The Saudi Arabian filmmaker and actress Ahd Kamel, best known for her starring role in the international hit Wadjda, will direct the film, which is now called Sandfish.
“Sandfish reminded me a lot of my grandmother and her stories and how she grew up around the time when Saudi Arabia was just being formed, and how women had this kind of rite of passage whether they wanted it or not,” says Kamel. “I’m drawn to projects that are able to rise above and show you the human level. The film that you walk out of, and whether you liked it or not, it moved something inside you.”
The job of overseeing the adaptation of book to screen was given to the Palestinian filmmaker Annemarie Jacir, best known for directing When I Saw You, which won Best Arab Film at the ADFF in 2012, and the 2008 Cannes International Film Festival entry Salt of this Sea.

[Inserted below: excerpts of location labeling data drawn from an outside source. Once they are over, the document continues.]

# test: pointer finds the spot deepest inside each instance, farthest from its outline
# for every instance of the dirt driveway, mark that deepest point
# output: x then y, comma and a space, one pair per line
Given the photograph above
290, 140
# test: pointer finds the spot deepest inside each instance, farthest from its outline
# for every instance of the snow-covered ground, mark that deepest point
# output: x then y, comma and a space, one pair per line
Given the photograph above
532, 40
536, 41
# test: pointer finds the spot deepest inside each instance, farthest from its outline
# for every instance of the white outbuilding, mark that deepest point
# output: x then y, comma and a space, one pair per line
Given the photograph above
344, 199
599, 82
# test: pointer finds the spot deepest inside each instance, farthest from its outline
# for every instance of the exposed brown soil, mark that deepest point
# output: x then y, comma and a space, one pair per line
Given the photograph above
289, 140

“It’s a huge honour, after working for so long in that isolated process called screenwriting, to learn that my script has been shortlisted for the IWC award,” she says. “It’s the first recognition for the screenplay and provides a major boost for the project, so it means a lot of course.”
It has been a long process of adaptation, which began three years ago when Alessandra Priante, formerly Italy’s cultural attaché to the UAE and now creative producer on the film, approached Jacir after reading and becoming “besotted” with the world Gargash created.
“The story, the characters, the delicacy yet the harshness of the old UAE – all is rotating around the adventures of this amazing little girl Noora, whom we follow from rebellious youth to maternity,” says Priante. “We believed in its cinematic potential and we felt the urge to bring it to film audiences.”
As the novel is set in the Emirates of the 1950s and 1960s, Jacir did extensive research on the time period when she was in the Gulf last spring.
“Much of that was collecting and thinking about visual images – which I mostly collected from the National Museum of Qatar. I wandered the Museum of Islamic Art for inspiration. I also rely a lot on oral history, especially interviews with elderly women and men who know this period of the Gulf and watched it change in front of their eyes. Aside from the large collection of photographs, some of them in private collections, which exist from the period, there were also a few films, not many, but there do exist moving images and it was fantastic to discover them. These things helped me to ‘see’ the film.”
Jacir’s approach was not all research, however, as she did spend the first 16 years of her life in Saudi Arabia.
“To be honest, it’s probably that which helped me illustrate my storyboards for Sandfish the most; I can see that whole world in front of me. I’ve spent a lot of time in the desert.”